Houve um caso – um caso, no livro todo! – em que ele emite duas opiniões de forma aberta: “A cidade é a falência do urbanismo” e “Apunhalando o esplendor muçulmano, num contraste que é um crime, o fanatismo da Idade Média pariu um aleijão impagável”. A isso se soma uma sorrateira opinião de que “Dante é maior do que Florença”, e eis tudo o que se encontra de opinião explícita e evidente em todas as crônicas de viagem reunidas nesse livro de Antônio.

Em uma análise mais atenta, percebem-se opiniões escondidas por trás de adjetivos e certas associações de ideias, mas tudo muito fugidio, a demandar praticamente estudos acadêmicos para se dizer o que realmente o cronista pensa. De modo geral, a leitura do livro não revela ao leitor nada a não ser as raríssimas impressões sobre arquitetura e a desconfiança do autor em relação às narrativas oficiais. Mas quem era Antônio de fato? Isso ele esconde muito bem.

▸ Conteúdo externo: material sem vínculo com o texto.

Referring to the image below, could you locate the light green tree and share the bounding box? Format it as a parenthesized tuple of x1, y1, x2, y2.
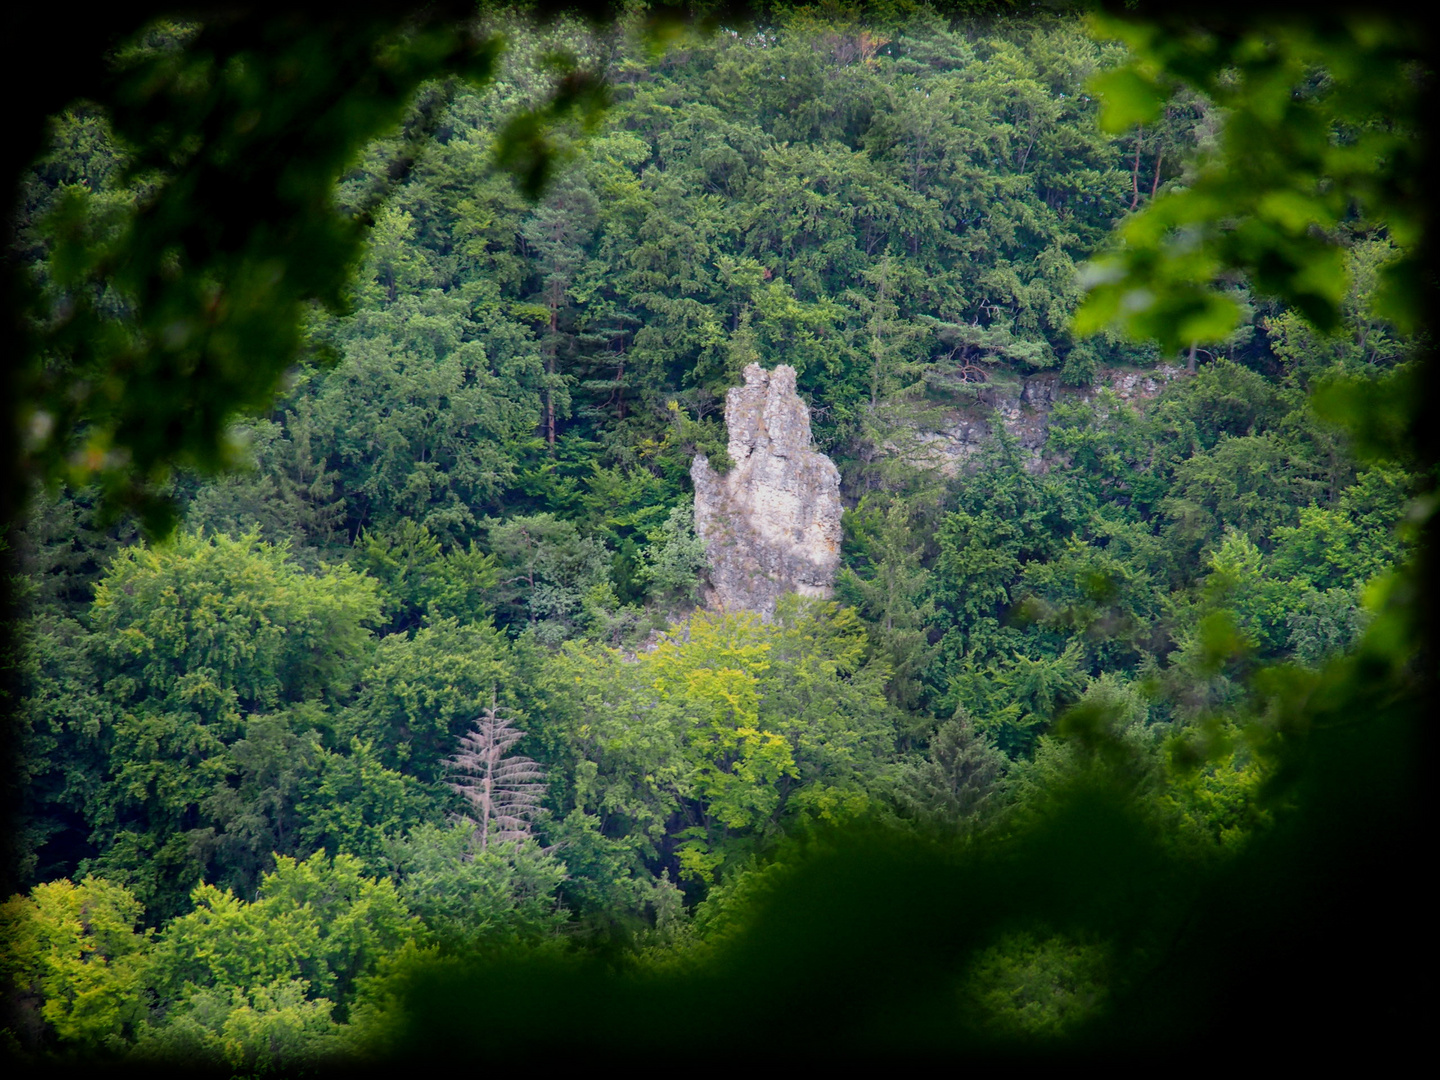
(385, 820, 567, 948)
(84, 532, 383, 915)
(0, 877, 150, 1051)
(149, 852, 416, 1035)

É possível que essas raras aparições já sejam suficientes para dizer que a crônica dele não é de fato impessoal, mas parece fora de dúvida de que nunca houve uma crônica de não ficção tão próxima da impessoalidade como essas de Antônio. Se Clarice fizesse algo parecido, certamente teria revelado muito menos de si ao seu público. Todo experimentalismo, porém, é um risco, e provavelmente a crônica de Antônio não é tão agradável quanto às de Clarice.

A verdade é que a gente gosta quando o cronista se expõe, porque é o que permite que a gente se aproxime dele. O espaço original da crônica, o jornal, é friamente objetivo, com o jornalista perseguindo o mito da neutralidade. Que pensa realmente o jornalista sobre aquilo que noticia? Não sabemos. O cronista, por outro lado, vai dar um palpite furado aqui, outro ali, e leitor sente até que pode discordar dele. Nem falei ainda da nossa inclinação pela fofoca.

Como um exercício, o livro de Antônio de Alcântara Machado se mostra uma experiência das mais interessantes. Ah, mas como é gostoso ler uma crônica pessoal de Clarice Lispector!